Further parsing of the legislation and analyzation of the text has been spearheaded by the folks at Evergreen Action, who have provided the following summaries:
Hits to Clean Energy and Manufacturing Tax Credits:
- The Ways & Means Committee proposal would effectively repeal IRA tax incentives – Under the W&M Committee proposal, most credits are eliminated at the end of 2025. Others have unworkable “placed in service” provisions or overly-complex and burdensome “foreign entity of concern” requirements that make them difficult to use, before they are then phased out. They have also proposed terminating the Transferability provision for the tax credits, which would harm the growing clean energy market.
- Specific critical clean energy tax credits affected by the bill (this list is not exhaustive):
- Clean Energy Tax Credits (45Y and 48E) are phased out starting in 2028, before being eliminated at the end of 2031. Additionally, all date cut-off requirements have been changed from “commencement of construction” to “placed in service,” which will effectively kill most new projects and jeopardize the financing of many projects already underway. This is a radical shift in U.S. energy tax law.
- All of the Electric Vehicle Credits (45W, 30D, 30C, 25E), including for new and used EVs, are functionally eliminated.

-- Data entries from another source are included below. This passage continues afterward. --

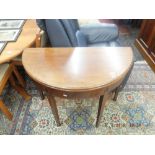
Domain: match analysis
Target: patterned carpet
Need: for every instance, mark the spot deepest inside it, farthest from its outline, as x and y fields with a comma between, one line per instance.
x=132, y=113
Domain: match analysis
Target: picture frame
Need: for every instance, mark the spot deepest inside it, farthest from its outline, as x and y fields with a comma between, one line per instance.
x=11, y=23
x=9, y=35
x=2, y=45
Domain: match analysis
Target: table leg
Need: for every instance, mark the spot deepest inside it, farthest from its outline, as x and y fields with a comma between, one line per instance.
x=102, y=102
x=53, y=105
x=19, y=77
x=5, y=110
x=116, y=93
x=19, y=89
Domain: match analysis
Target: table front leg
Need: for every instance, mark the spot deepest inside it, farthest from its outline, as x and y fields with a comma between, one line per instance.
x=53, y=105
x=102, y=102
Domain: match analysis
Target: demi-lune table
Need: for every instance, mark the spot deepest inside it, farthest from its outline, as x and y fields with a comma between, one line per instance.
x=78, y=72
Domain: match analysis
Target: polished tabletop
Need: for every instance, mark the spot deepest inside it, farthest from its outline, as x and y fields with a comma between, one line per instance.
x=77, y=68
x=26, y=39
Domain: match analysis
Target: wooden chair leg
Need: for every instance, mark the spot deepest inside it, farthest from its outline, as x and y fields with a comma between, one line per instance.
x=53, y=105
x=102, y=102
x=19, y=89
x=5, y=110
x=19, y=77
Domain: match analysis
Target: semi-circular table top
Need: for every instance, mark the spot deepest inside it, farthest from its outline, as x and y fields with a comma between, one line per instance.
x=77, y=69
x=26, y=38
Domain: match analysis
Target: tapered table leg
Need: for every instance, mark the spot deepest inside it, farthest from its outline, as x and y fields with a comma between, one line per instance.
x=19, y=77
x=5, y=110
x=116, y=93
x=53, y=105
x=102, y=102
x=19, y=89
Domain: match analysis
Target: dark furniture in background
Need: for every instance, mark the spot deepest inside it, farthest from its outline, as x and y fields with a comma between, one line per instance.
x=146, y=41
x=68, y=33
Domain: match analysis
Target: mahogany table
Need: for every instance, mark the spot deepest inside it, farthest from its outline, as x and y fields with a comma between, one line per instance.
x=78, y=72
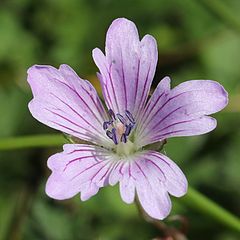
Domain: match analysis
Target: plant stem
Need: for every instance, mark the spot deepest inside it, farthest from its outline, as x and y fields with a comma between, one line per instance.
x=204, y=205
x=44, y=140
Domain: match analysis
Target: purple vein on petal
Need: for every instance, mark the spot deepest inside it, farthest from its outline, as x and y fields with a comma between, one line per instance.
x=123, y=78
x=161, y=120
x=87, y=169
x=77, y=113
x=74, y=91
x=79, y=159
x=98, y=106
x=146, y=116
x=111, y=81
x=143, y=99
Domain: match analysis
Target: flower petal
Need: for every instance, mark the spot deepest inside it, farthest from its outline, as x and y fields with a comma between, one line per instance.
x=127, y=70
x=85, y=169
x=65, y=102
x=181, y=111
x=79, y=168
x=156, y=175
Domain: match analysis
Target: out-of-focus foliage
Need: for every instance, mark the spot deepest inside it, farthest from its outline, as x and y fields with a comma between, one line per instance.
x=193, y=44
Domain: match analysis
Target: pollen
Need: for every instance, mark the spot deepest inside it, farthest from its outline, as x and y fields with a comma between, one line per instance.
x=119, y=127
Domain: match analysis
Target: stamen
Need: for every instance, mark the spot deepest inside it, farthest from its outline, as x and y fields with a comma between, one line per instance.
x=121, y=118
x=109, y=134
x=129, y=116
x=119, y=127
x=124, y=138
x=114, y=136
x=106, y=124
x=111, y=114
x=128, y=129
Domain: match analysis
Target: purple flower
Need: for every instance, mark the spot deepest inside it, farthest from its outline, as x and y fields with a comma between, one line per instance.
x=116, y=150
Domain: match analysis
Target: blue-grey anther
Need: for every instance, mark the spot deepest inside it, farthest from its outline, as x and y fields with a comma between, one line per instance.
x=121, y=118
x=119, y=127
x=129, y=116
x=109, y=134
x=111, y=114
x=124, y=138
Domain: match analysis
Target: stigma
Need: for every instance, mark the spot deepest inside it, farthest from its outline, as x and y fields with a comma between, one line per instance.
x=119, y=127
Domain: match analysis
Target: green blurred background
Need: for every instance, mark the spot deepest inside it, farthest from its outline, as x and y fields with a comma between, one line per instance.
x=196, y=40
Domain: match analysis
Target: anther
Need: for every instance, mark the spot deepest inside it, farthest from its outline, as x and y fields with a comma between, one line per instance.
x=106, y=124
x=124, y=138
x=114, y=136
x=109, y=134
x=111, y=114
x=129, y=116
x=121, y=118
x=128, y=129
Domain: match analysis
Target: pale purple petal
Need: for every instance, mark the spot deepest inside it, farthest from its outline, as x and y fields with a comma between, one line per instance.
x=127, y=184
x=127, y=70
x=65, y=102
x=78, y=169
x=156, y=176
x=181, y=111
x=152, y=176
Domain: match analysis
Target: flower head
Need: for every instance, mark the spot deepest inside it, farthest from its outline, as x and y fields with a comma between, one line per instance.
x=116, y=138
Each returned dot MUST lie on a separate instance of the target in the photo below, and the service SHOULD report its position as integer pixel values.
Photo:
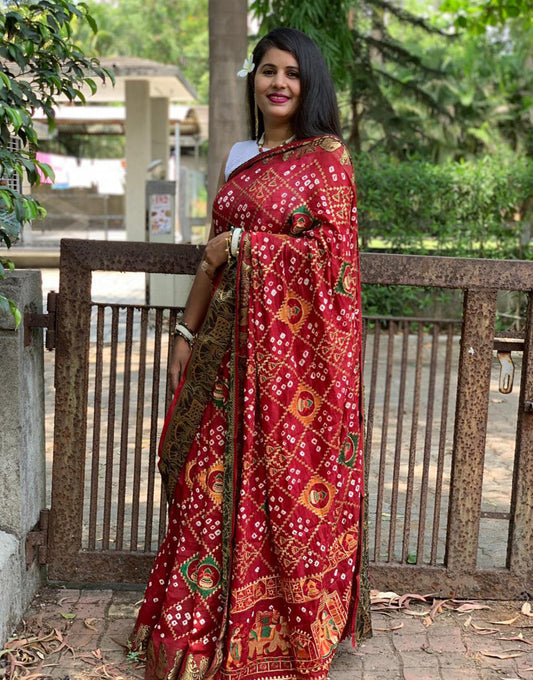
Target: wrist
(183, 331)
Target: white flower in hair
(247, 67)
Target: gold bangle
(228, 250)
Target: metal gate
(427, 389)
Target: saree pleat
(260, 573)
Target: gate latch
(47, 321)
(506, 372)
(37, 540)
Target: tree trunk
(228, 47)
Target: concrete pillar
(160, 134)
(138, 155)
(22, 451)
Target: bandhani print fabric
(259, 576)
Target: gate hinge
(47, 321)
(37, 540)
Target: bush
(471, 209)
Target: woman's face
(277, 87)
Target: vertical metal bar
(427, 446)
(412, 445)
(479, 312)
(442, 444)
(70, 429)
(97, 420)
(383, 447)
(153, 430)
(521, 530)
(141, 380)
(124, 432)
(372, 395)
(110, 442)
(398, 447)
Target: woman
(261, 452)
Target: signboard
(160, 213)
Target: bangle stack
(183, 331)
(234, 242)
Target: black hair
(318, 111)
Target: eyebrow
(296, 68)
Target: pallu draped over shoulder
(259, 576)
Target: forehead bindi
(279, 59)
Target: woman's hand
(181, 351)
(215, 254)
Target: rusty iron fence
(428, 398)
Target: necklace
(261, 142)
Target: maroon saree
(259, 574)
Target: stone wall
(22, 457)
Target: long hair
(318, 111)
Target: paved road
(445, 644)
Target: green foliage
(163, 30)
(39, 63)
(475, 17)
(469, 209)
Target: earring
(256, 116)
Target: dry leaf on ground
(502, 655)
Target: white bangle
(185, 333)
(235, 241)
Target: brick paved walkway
(93, 626)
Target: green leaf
(15, 312)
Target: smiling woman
(277, 95)
(260, 574)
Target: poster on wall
(160, 213)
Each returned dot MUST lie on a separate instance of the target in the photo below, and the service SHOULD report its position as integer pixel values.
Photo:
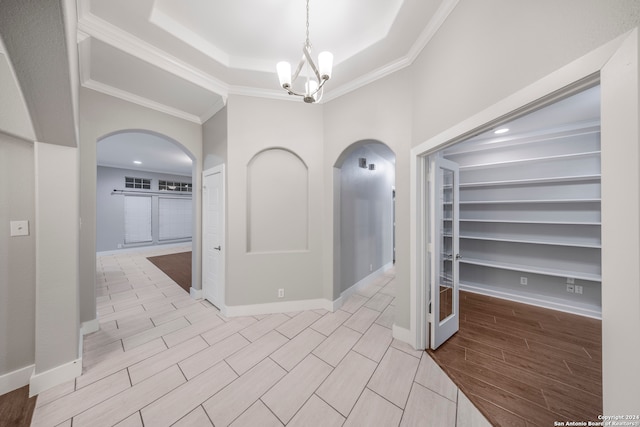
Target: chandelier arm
(307, 55)
(298, 69)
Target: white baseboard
(142, 248)
(337, 304)
(51, 378)
(559, 305)
(195, 293)
(278, 307)
(15, 379)
(89, 327)
(403, 334)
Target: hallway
(162, 358)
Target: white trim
(559, 305)
(221, 169)
(15, 379)
(554, 84)
(128, 43)
(139, 100)
(89, 327)
(404, 334)
(446, 7)
(92, 26)
(278, 307)
(51, 378)
(195, 293)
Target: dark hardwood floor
(177, 266)
(16, 408)
(523, 365)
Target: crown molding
(425, 37)
(91, 26)
(217, 106)
(99, 29)
(143, 102)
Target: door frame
(449, 326)
(603, 65)
(212, 171)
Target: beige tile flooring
(162, 358)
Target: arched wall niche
(277, 202)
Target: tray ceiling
(184, 58)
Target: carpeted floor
(177, 266)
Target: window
(143, 183)
(174, 186)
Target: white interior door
(445, 253)
(213, 237)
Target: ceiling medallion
(316, 77)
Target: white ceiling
(575, 110)
(185, 57)
(155, 153)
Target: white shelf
(530, 160)
(512, 202)
(534, 242)
(529, 222)
(534, 270)
(514, 182)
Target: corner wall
(17, 262)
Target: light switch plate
(19, 228)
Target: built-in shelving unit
(530, 212)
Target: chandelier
(316, 76)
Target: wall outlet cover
(19, 228)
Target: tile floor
(162, 358)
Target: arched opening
(364, 222)
(145, 195)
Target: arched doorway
(145, 193)
(364, 223)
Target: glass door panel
(445, 256)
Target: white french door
(213, 237)
(445, 253)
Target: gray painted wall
(214, 140)
(17, 255)
(102, 115)
(110, 208)
(255, 125)
(366, 210)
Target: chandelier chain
(307, 43)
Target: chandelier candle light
(313, 87)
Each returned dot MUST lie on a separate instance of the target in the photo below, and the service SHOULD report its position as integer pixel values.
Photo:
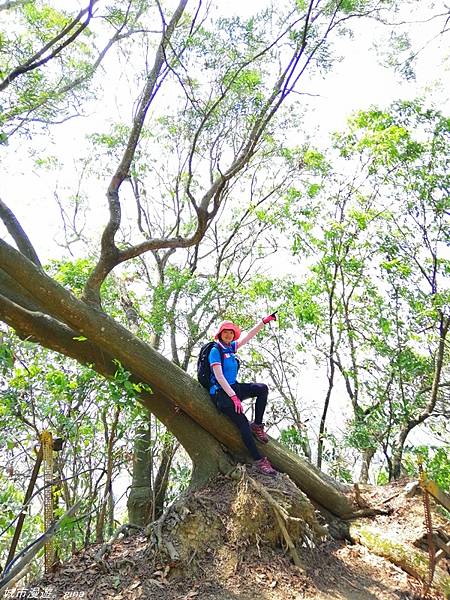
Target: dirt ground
(250, 568)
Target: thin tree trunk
(367, 456)
(140, 498)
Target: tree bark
(179, 401)
(139, 501)
(367, 456)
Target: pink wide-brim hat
(229, 325)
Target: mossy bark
(53, 317)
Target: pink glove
(272, 317)
(237, 404)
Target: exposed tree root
(106, 548)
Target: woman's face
(227, 336)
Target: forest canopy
(161, 176)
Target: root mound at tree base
(230, 547)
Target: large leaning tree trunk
(41, 310)
(27, 300)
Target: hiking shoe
(263, 465)
(259, 433)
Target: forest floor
(248, 568)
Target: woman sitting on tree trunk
(227, 393)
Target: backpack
(203, 366)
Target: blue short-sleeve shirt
(230, 364)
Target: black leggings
(226, 406)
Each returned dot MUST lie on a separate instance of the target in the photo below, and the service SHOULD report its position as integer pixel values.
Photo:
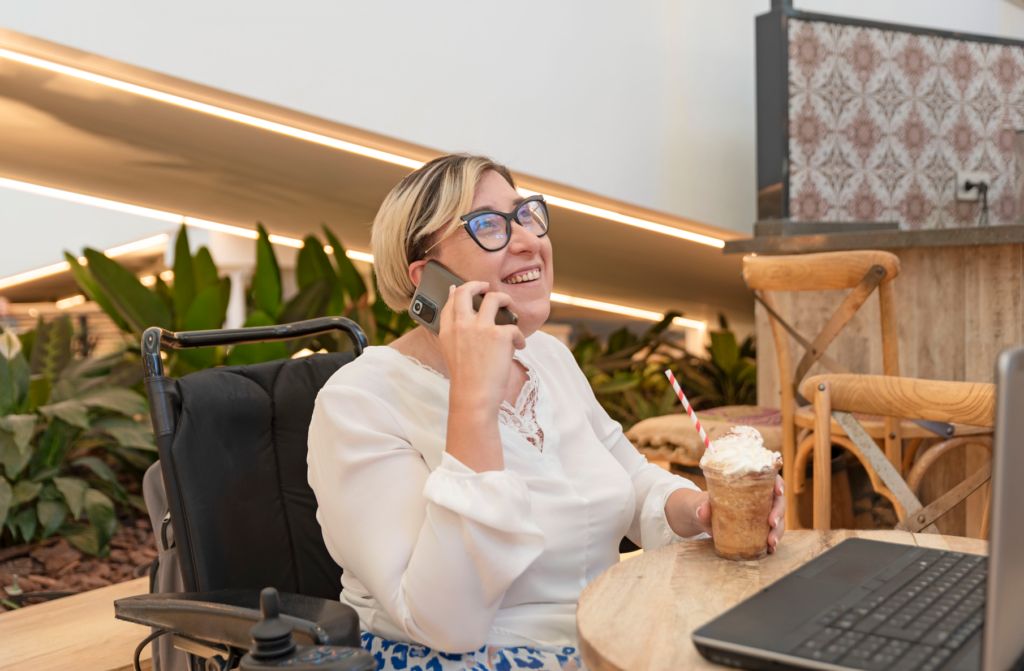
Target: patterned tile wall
(881, 121)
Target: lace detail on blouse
(522, 418)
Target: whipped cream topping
(738, 452)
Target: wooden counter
(76, 632)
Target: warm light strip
(622, 309)
(333, 142)
(136, 246)
(70, 302)
(213, 110)
(359, 256)
(622, 218)
(141, 244)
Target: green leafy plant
(68, 427)
(198, 297)
(627, 372)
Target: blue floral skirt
(391, 656)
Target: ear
(416, 270)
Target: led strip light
(242, 233)
(333, 142)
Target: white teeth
(525, 277)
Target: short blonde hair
(425, 202)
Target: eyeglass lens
(492, 229)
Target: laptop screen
(1005, 602)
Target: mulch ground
(54, 565)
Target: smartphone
(432, 293)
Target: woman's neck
(424, 347)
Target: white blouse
(438, 554)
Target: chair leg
(910, 454)
(986, 517)
(822, 458)
(934, 454)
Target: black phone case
(431, 295)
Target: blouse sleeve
(436, 550)
(652, 484)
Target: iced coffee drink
(740, 475)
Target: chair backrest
(235, 469)
(860, 270)
(937, 401)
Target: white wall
(650, 101)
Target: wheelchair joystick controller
(274, 647)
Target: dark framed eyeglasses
(493, 229)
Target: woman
(470, 486)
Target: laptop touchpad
(847, 572)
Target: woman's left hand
(689, 513)
(776, 518)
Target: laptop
(883, 606)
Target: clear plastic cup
(739, 507)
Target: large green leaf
(51, 351)
(13, 460)
(26, 522)
(14, 374)
(266, 280)
(259, 351)
(20, 427)
(39, 391)
(93, 291)
(312, 263)
(120, 400)
(51, 515)
(73, 490)
(206, 269)
(6, 496)
(73, 411)
(25, 492)
(127, 432)
(140, 306)
(350, 279)
(310, 302)
(99, 508)
(53, 445)
(184, 277)
(207, 311)
(98, 467)
(724, 350)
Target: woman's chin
(532, 315)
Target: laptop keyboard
(914, 621)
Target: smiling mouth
(520, 278)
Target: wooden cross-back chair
(837, 396)
(862, 273)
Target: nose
(522, 241)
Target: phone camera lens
(424, 309)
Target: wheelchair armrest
(225, 616)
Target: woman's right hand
(477, 351)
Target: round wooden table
(640, 613)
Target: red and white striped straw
(686, 405)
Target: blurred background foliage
(627, 372)
(75, 439)
(198, 297)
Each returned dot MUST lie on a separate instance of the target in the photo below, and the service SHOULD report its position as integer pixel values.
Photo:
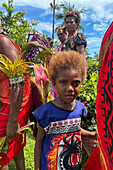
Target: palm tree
(67, 7)
(52, 8)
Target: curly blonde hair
(64, 60)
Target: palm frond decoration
(15, 71)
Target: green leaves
(88, 95)
(15, 24)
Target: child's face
(68, 84)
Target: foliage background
(88, 94)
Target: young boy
(58, 143)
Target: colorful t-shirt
(62, 144)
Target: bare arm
(88, 134)
(80, 49)
(8, 49)
(38, 147)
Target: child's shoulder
(44, 107)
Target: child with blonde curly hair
(58, 144)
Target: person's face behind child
(68, 84)
(70, 24)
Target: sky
(95, 22)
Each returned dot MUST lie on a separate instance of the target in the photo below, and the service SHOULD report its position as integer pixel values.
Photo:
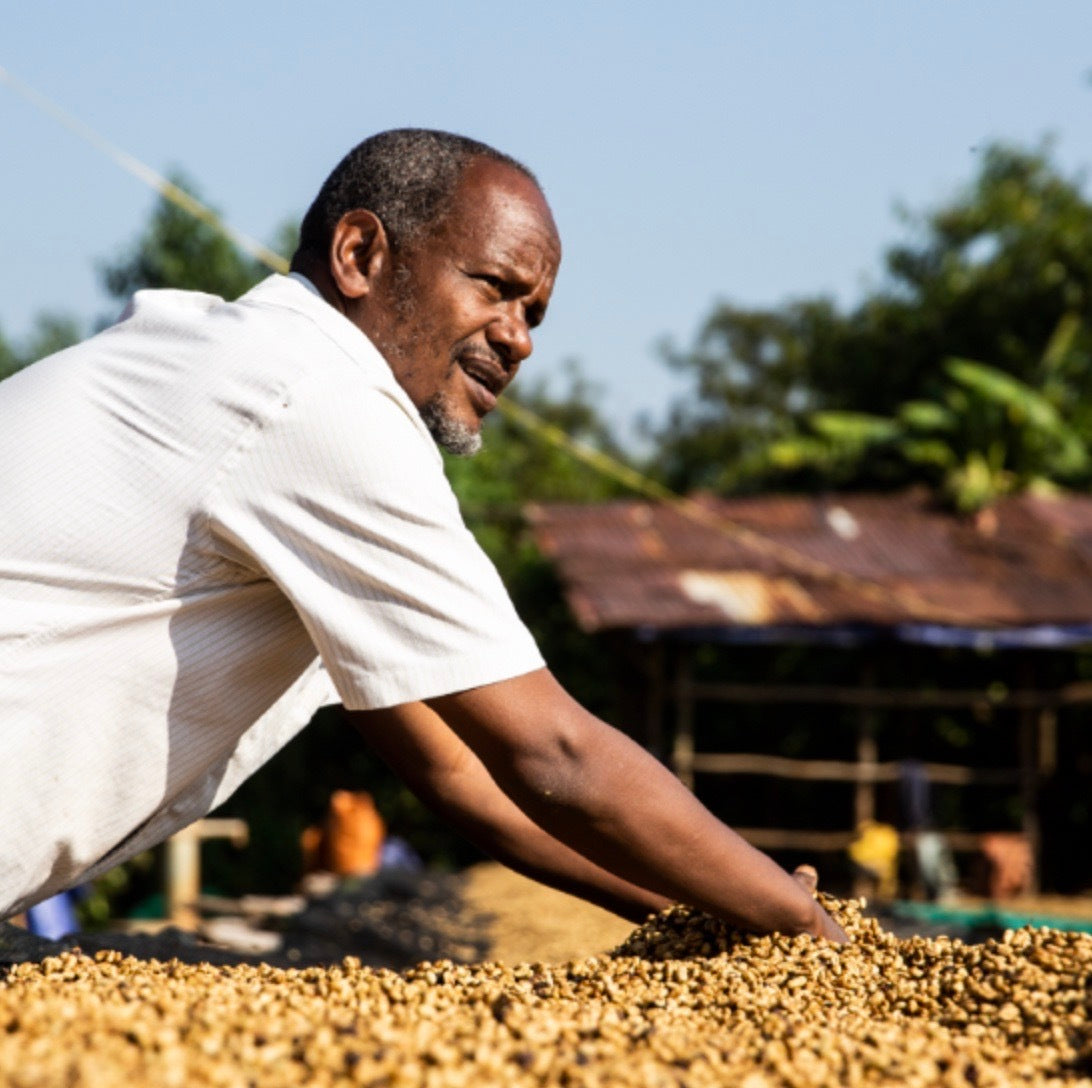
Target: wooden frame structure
(1037, 711)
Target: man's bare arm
(451, 780)
(592, 788)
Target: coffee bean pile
(685, 1001)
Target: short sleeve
(340, 498)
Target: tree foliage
(968, 367)
(177, 250)
(50, 333)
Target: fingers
(807, 876)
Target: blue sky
(692, 151)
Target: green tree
(806, 395)
(50, 333)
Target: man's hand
(807, 877)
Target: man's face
(457, 309)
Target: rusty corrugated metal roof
(881, 559)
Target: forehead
(499, 214)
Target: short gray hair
(406, 177)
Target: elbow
(554, 772)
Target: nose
(510, 335)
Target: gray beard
(449, 434)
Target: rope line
(143, 173)
(609, 466)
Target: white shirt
(217, 517)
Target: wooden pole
(683, 748)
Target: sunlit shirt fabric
(217, 518)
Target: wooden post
(184, 865)
(864, 800)
(683, 748)
(654, 710)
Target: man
(222, 516)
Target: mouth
(486, 380)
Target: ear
(359, 252)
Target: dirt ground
(533, 923)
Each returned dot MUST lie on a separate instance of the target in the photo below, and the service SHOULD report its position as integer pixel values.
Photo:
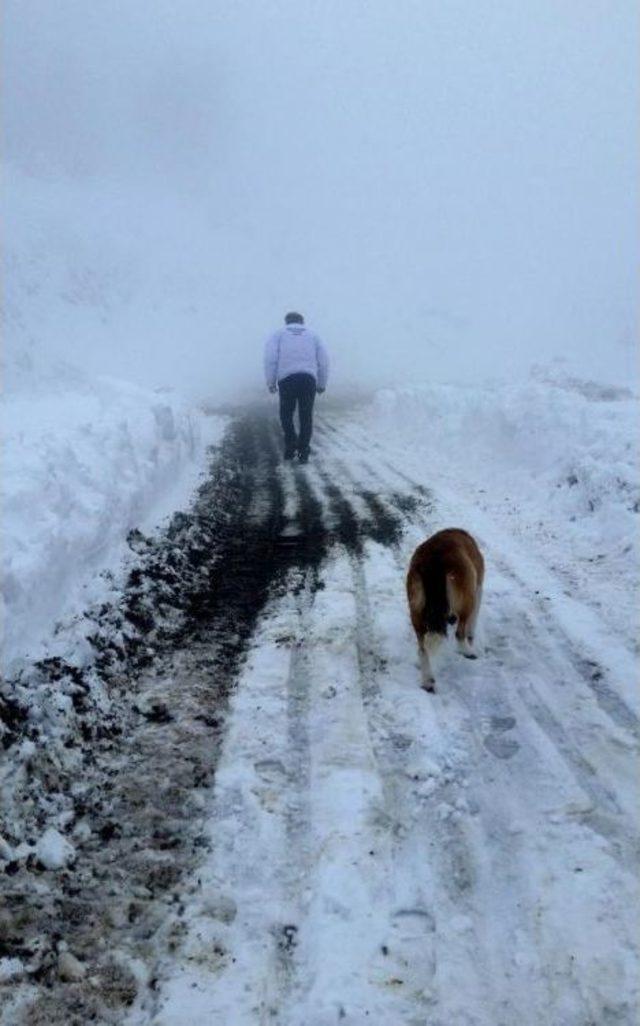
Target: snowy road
(367, 853)
(382, 856)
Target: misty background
(446, 191)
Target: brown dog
(444, 586)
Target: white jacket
(295, 350)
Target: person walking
(296, 366)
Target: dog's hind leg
(427, 646)
(473, 620)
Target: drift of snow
(53, 851)
(85, 462)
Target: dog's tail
(429, 597)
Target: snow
(379, 856)
(53, 851)
(86, 460)
(370, 854)
(552, 461)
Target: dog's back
(444, 586)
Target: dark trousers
(296, 390)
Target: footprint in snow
(497, 741)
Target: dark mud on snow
(116, 751)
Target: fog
(444, 190)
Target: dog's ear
(415, 592)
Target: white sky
(444, 189)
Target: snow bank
(84, 462)
(553, 461)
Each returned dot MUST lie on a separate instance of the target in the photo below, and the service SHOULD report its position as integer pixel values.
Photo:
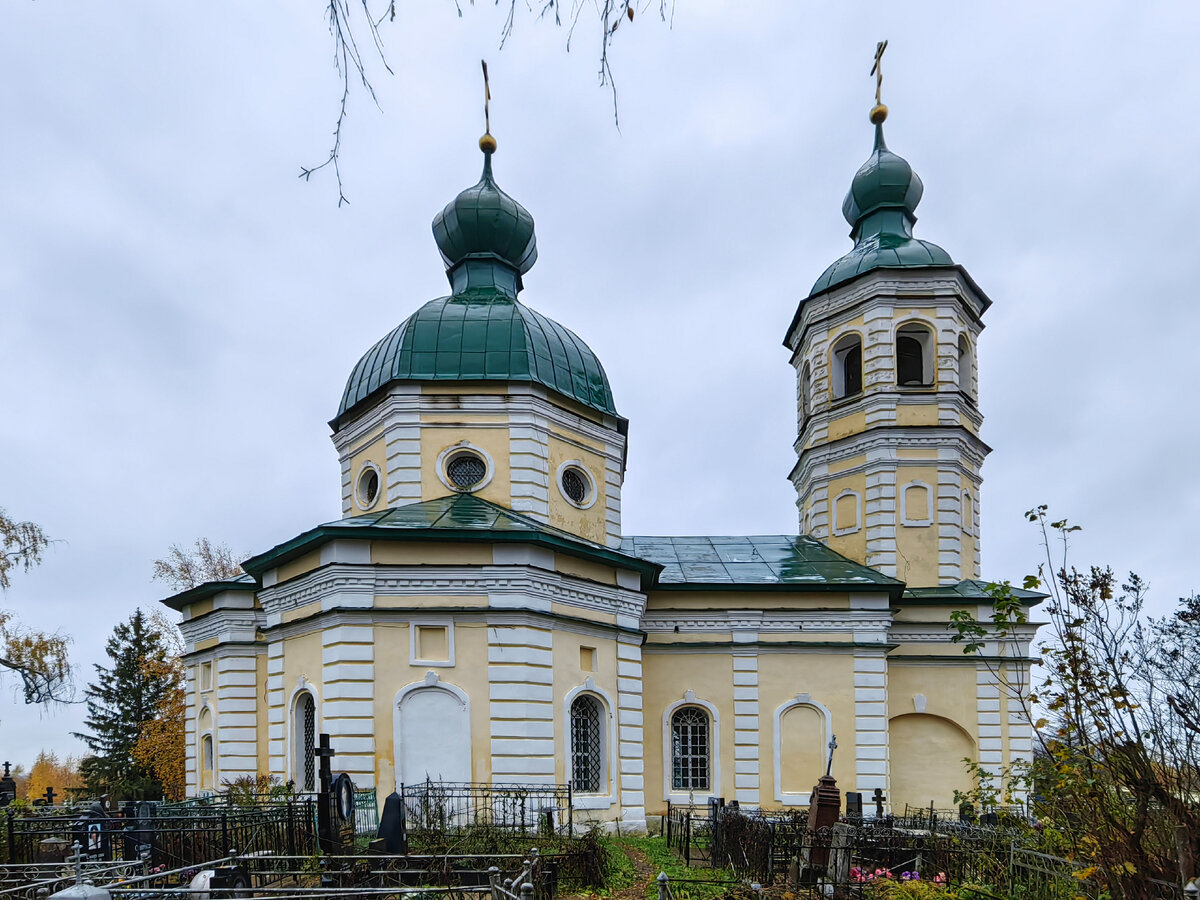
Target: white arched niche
(432, 732)
(796, 798)
(609, 769)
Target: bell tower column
(888, 449)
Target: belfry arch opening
(847, 367)
(915, 355)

- Advanced Manufacturing Credits (45X) are subjected to unworkable new “foreign entity of concern” provisions that will freeze new investment and reverse America’s manufacturing renaissance. The credits are phased out at the end of 2031, with wind energy components no longer eligible after 2027.
- Home Energy Efficiency and Electrification Credits (25C) are eliminated at the end of 2025.
- New Energy Efficient Home Credits (45L) are eliminated at the end of 2025.
- Residential Solar and other home energy systems credits (25D) are eliminated at the end of 2025
Hits to community and economic development programs:
The following key programs were completely repealed with any unobligated funding rescinded. Many of these programs have most of their money obligated but could still be impacted by repeal.
- Greenhouse Gas Reduction Fund
- Climate and Community Change Grants
- Vehicle Efficiency and Emission Standards
- Methane Emissions Reduction Program
- Clean Ports Program
- Department of Energy Loan Programs Office
- Climate Pollution Reduction Grants
Other Tax Provisions:
- Note: These programs were not significantly impacted
- Home Energy and Electrification Rebates
- Direct Pay (aka Elective Pay) – This provision, which allows states and local governments and non-profit organizations to access 12 IRA tax credits, is not impacted by the Ways & Means proposal, although the policy would be rendered fundamentally useless if the underlying tax incentives are repealed, especially those supporting clean electricity, and electric vehicles and charging infrastructure.
- Clean Fuels Credits are extended clean fuels to 2031 with increased generosity for fuels with land use impacts and “renewable natural gas.”
- Hydrogen Production Tax Credit is eliminated at the end of 2025.
- Nuclear Tax Credit is phased out beginning in 2029 – 80% in 2029, 60% in 2030, 40% in 2031, and 0% after 2031.